The Federation’s new shared ownership campaign provides the perfect platform for the housing sector to galvanise behind a strong message and deliver more shared ownership homes.
Boris Worrall, Chief Executive, Rooftop Housing Group
7 June 2019
History is written by the victorious. So it’s no surprise that David Cameron’s time at the top is already defined by austerity and his fateful decision to call and lose a referendum.
But his Government does leave housing an important legacy. The decision to go big in backing shared ownership with £4bn is providing to be a genuine game changer in policy terms.
According to new research by Savills a record 13,400 new shared ownership homes were completed last year. The past three-year average is 10,000, compared to 7,700 in the previous three years.
And the demise of Help to Buy in 2023 is predicted by Savills to complete the transformation of shared ownership as a mainstream tenure of choice, with demand projected to increase by another 15,000 homes a year.
A key driver of the dramatic switch of funding to shared ownership (later moderated when it began to threaten delivery of much-needed rented homes) was in stimulating the scale required to attract investment and create a genuinely market-led product in the long term. Rightly or wrongly, that is coming to pass with the arrival of private investors such as Heylo. Meanwhile, mortgage availability is increasing and the resale market growing.
So what does an expanding consumer base and increased private sector competition mean for housing associations? Shared ownership is a great product. And demand is strong and growing. But it’s not without challenges.

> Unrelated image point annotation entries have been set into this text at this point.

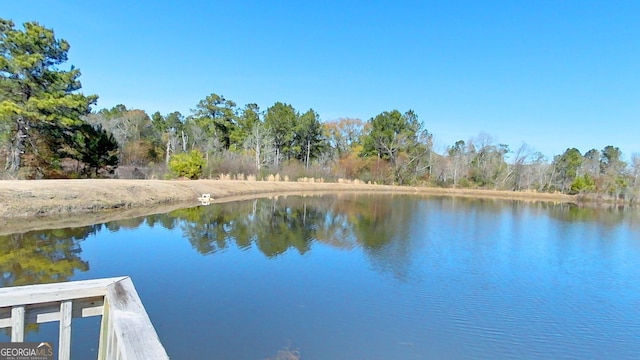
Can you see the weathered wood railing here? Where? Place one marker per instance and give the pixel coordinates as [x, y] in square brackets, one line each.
[126, 332]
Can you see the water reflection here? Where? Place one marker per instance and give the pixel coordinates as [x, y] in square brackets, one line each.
[377, 224]
[42, 256]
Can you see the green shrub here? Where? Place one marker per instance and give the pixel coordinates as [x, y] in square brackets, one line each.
[187, 165]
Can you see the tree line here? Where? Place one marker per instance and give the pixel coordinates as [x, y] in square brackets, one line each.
[49, 130]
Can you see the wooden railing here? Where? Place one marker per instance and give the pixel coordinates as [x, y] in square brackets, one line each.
[126, 333]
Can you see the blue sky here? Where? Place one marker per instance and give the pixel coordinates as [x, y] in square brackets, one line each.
[551, 74]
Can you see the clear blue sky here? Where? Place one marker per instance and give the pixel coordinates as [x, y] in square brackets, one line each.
[552, 74]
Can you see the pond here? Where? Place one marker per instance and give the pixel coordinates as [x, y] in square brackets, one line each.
[359, 276]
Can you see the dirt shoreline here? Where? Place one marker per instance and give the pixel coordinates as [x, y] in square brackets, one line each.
[38, 204]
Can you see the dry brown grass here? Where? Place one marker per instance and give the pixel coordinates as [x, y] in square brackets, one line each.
[82, 201]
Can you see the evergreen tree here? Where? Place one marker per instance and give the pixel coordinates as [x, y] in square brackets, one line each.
[37, 98]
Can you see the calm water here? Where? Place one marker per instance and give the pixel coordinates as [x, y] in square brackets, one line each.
[360, 277]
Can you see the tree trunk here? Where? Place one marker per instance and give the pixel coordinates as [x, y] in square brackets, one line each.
[17, 146]
[168, 151]
[308, 151]
[184, 142]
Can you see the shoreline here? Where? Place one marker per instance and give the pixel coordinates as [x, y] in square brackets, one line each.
[66, 203]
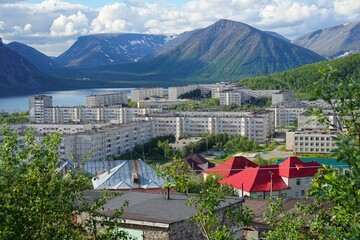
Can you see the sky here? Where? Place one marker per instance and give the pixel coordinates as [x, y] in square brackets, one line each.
[52, 26]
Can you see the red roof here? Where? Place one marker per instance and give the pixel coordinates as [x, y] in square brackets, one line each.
[232, 166]
[293, 167]
[257, 179]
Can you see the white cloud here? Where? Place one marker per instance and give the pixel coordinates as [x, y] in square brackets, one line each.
[71, 25]
[347, 7]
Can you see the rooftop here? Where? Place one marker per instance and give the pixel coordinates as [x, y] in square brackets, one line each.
[153, 207]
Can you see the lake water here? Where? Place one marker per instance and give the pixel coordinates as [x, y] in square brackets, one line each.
[60, 98]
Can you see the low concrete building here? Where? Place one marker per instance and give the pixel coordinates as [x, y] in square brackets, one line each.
[154, 217]
[310, 141]
[139, 94]
[175, 92]
[109, 99]
[161, 103]
[124, 175]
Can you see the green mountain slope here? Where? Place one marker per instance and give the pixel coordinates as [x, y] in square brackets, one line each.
[301, 79]
[224, 51]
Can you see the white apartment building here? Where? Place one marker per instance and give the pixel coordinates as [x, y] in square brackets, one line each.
[306, 121]
[110, 99]
[241, 96]
[282, 96]
[230, 97]
[310, 141]
[175, 92]
[161, 103]
[103, 142]
[143, 93]
[97, 141]
[37, 104]
[253, 125]
[95, 114]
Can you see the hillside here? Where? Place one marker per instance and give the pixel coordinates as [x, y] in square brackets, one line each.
[333, 42]
[301, 79]
[224, 51]
[104, 49]
[229, 49]
[36, 58]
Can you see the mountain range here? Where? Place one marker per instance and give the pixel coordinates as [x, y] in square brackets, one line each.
[333, 42]
[105, 49]
[223, 51]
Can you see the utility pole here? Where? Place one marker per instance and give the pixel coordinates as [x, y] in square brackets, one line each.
[271, 184]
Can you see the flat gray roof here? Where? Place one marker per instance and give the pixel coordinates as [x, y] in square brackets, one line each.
[154, 207]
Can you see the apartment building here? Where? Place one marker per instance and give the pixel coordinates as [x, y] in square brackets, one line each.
[97, 141]
[110, 99]
[104, 141]
[144, 93]
[175, 92]
[307, 121]
[230, 97]
[286, 116]
[161, 103]
[95, 114]
[310, 141]
[282, 96]
[241, 96]
[254, 125]
[37, 104]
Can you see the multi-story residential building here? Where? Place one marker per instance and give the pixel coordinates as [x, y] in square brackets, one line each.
[230, 97]
[307, 121]
[107, 141]
[254, 125]
[95, 141]
[110, 99]
[175, 92]
[286, 116]
[282, 96]
[161, 103]
[37, 104]
[95, 114]
[310, 141]
[241, 96]
[144, 93]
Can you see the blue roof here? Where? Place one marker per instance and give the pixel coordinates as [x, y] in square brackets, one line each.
[122, 175]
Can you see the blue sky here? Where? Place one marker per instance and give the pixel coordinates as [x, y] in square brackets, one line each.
[52, 26]
[100, 3]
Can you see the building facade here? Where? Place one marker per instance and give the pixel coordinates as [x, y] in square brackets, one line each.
[175, 92]
[310, 141]
[37, 105]
[253, 125]
[144, 93]
[110, 99]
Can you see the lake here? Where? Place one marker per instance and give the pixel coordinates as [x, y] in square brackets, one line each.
[60, 98]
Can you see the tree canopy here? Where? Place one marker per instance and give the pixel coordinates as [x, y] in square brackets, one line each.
[37, 202]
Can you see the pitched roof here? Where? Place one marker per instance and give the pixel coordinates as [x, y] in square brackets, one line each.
[257, 179]
[198, 163]
[293, 167]
[232, 166]
[124, 174]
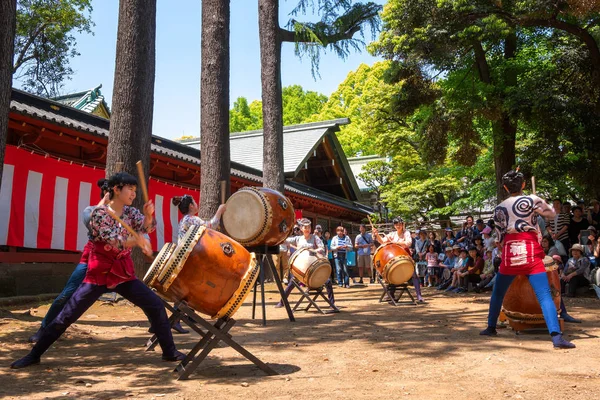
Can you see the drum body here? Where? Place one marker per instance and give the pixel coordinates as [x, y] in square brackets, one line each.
[520, 303]
[309, 268]
[393, 263]
[208, 270]
[258, 216]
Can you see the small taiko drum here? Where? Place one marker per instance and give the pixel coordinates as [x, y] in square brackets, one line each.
[310, 268]
[393, 263]
[520, 303]
[158, 264]
[258, 216]
[208, 270]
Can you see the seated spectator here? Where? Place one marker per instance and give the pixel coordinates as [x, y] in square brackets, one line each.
[433, 270]
[449, 240]
[433, 240]
[594, 214]
[488, 272]
[463, 265]
[478, 244]
[549, 246]
[576, 273]
[488, 240]
[578, 223]
[473, 272]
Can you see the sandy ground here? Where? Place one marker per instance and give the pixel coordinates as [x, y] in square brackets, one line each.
[368, 350]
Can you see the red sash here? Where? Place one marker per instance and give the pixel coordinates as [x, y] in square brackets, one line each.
[522, 254]
[109, 266]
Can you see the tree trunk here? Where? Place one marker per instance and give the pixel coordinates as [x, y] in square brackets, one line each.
[505, 130]
[270, 59]
[133, 97]
[214, 107]
[8, 12]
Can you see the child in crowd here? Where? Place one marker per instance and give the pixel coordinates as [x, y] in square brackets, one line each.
[432, 265]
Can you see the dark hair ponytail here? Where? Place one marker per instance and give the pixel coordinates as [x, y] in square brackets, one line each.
[513, 180]
[183, 203]
[119, 180]
[103, 185]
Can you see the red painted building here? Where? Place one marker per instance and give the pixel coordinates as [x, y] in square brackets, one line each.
[56, 152]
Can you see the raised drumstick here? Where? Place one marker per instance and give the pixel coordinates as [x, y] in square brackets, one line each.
[223, 191]
[119, 220]
[142, 181]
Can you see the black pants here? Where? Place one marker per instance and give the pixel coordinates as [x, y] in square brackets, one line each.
[85, 296]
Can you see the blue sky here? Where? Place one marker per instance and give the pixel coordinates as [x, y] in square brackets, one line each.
[177, 87]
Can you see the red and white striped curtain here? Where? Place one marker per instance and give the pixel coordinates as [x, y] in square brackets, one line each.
[42, 200]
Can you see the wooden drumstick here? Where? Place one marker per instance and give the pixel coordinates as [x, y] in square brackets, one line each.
[119, 220]
[223, 191]
[142, 181]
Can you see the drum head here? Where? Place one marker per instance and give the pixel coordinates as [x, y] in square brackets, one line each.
[319, 275]
[246, 215]
[400, 272]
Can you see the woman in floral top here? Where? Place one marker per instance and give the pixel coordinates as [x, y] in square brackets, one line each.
[188, 207]
[110, 268]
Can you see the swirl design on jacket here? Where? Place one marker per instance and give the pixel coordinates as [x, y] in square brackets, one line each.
[523, 207]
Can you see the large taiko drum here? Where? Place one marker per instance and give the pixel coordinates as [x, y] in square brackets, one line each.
[258, 216]
[393, 263]
[310, 268]
[208, 270]
[520, 303]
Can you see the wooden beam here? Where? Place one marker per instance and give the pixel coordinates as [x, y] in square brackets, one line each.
[319, 164]
[338, 180]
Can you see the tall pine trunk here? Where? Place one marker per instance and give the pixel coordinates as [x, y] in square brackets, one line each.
[505, 129]
[8, 12]
[133, 96]
[270, 57]
[214, 106]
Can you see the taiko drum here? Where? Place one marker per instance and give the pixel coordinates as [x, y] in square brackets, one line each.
[310, 268]
[520, 303]
[258, 216]
[208, 270]
[393, 263]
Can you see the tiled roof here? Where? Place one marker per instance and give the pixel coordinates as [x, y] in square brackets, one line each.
[299, 141]
[60, 114]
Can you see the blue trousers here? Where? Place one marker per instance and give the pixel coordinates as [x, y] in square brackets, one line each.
[539, 283]
[341, 270]
[58, 304]
[85, 296]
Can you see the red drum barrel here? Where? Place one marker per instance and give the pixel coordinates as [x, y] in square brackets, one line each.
[310, 268]
[393, 263]
[208, 270]
[520, 303]
[258, 216]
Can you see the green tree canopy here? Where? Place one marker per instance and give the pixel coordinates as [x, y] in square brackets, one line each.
[45, 42]
[299, 106]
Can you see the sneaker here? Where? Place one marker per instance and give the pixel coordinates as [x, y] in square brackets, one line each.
[561, 343]
[36, 336]
[25, 362]
[178, 356]
[567, 318]
[489, 331]
[179, 329]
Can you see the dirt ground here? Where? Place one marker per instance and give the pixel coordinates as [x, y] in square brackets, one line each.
[368, 350]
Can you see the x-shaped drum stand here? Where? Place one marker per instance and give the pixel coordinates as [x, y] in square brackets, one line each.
[311, 296]
[265, 252]
[215, 333]
[387, 290]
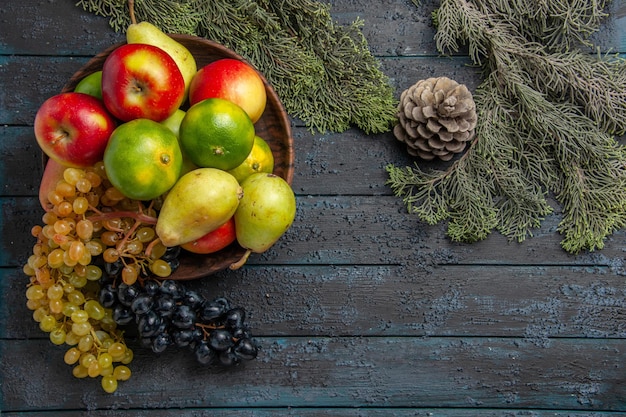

The Federation’s new campaign, in looking to cement a clear narrative around shared ownership, couldn’t be better timed. It looks to tackle the confusion that exists among the public around shared ownership, address the customer journey, and create a strong brand and narrative for the sector to help propel this great product to the forefront of people’s thinking when considering buying a home.
And with the right preparation, this will be a message that all housing associations providing shared ownership can use to deliver it to the public.
Experience and capability will be key in achieving this. Expanding shared ownership programmes will require housing associations to ensure we have the organisational skills and capacity to deliver a quality product, and ‘sell’ and manage the risks associated with market exposure. Boards will also of course need to evolve to reflect the skills and experience required by organisations engaging in the market.
And less experienced associations considering getting into the game or expanding their programme can seek to learn from their peers and build up a track record over time, rather than jumping in head first.
The new shared ownership brand was launched this week at the Federation’s Affordable Home Ownership Conference, and if enough of us sign up, this campaign could have an enormous impact. As members of the campaign steering group, we're delighted at Rooftop Housing to be supporting this important piece of work.
Demand for shared ownership is growing and will continue to do so. The rest is up to us.